Die systematische Absenkung des staatlich garantierten Reproduktionsniveaus einerseits und die Kommodifizierung von Reproduktionstätigkeiten und der Ausschluss von armen Familien vom Zugang zu dieser Dienstleistungsindustrie andererseits führen zur sogenannten Reproduktions- oder (Für-)Sorgekrise. Diese wird sich in den nächsten Jahren immer deutlicher anhand von zahnlosen Alten, unversorgten Kranken, Todesfällen infolge von problemlos behandelbaren Leiden sowie mangelernährten Arbeitslosen und ihren Kindern in unseren Vierteln und Wohnblocks zeigen.
Perspektiven für Kämpfe in der Reproduktionssphäre
Wir glauben, dass kollektive Kämpfe innerhalb der Reproduktionssphäre auf drei Ebenen stattfinden können und sollten. (1) Über die Umverteilung der Reproduktionsarbeit unter den Geschlechtern, d.h. eine Entlastung der Frauen innerhalb unserer Gemeinschaften (anarchistische, feministische und andere Bewegungen, Familien, WGs und Hausprojekte, Freundeskreise, …). Dabei geht es darum, die Ausbeutung der Frauen im Repro-Bereich zu überwinden und die anfallenden Tätigkeiten gleichmäßig unter Allen umzuverteilen. (2) Über die Kollektivierung unserer Bedürfnisse und der Reproduktionsarbeiten. Die Vergemeinschaftung z.B. in Form von Hausprojekten, Suppenküchen, Kinderläden usw. kann sowohl zur Entlastung der Einzelnen als auch zur solidarischen gegenseitigen Unterstützung führen. (3) Über kollektive politische Kämpfe gegen die staatlichen Politiken, die unsere Leben abwerten, und die Angriffe des Kapitals auf unsere Interessen z.B. in Form Arbeitsloseninitiativen, Bündnisse gegen Zwangsräumungen, Kollektive widerständiger Ärzt_innen und Pfleger_innen, feministische Bündnisse gegen Lebensschützer_innen usw.

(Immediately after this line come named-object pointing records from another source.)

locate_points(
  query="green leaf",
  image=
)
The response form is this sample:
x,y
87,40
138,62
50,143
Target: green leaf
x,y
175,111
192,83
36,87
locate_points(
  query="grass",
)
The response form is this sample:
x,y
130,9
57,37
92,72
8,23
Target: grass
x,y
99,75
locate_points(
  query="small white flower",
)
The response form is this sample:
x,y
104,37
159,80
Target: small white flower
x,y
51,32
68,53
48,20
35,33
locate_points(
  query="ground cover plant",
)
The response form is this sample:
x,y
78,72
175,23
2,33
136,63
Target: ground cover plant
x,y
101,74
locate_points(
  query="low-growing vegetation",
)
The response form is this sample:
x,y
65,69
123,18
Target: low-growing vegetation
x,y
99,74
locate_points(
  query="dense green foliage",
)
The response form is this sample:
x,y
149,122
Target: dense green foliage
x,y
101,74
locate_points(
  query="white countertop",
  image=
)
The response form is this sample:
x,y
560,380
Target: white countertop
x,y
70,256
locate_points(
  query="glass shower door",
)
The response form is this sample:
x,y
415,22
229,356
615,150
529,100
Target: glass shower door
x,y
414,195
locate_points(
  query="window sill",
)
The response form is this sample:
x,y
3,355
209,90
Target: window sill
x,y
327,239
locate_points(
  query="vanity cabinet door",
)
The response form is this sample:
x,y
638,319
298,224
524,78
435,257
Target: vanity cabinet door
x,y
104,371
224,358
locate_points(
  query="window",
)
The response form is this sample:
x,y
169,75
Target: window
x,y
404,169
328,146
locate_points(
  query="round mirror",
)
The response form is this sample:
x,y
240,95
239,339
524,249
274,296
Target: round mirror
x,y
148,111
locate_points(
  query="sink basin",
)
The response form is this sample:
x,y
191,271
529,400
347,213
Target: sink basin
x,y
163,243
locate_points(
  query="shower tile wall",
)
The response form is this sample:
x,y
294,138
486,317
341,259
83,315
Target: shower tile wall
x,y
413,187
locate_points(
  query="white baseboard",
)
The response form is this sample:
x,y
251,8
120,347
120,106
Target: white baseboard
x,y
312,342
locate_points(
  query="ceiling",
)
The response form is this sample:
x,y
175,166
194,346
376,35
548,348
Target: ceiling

In Jena gibt es dahingehend genug praktische Versuche und Projekte. Diese wollten wir hier nun nicht vorstellen, weil der Artikel schon ohne sie fünf Seiten lang geworden ist und weil die meisten dieser Projekte nicht öffentlich sind. Falls Genoss_innen aus derartigen Initiativen über ihre Erfahrungen darin berichten möchten, freuen wir uns über Beiträge!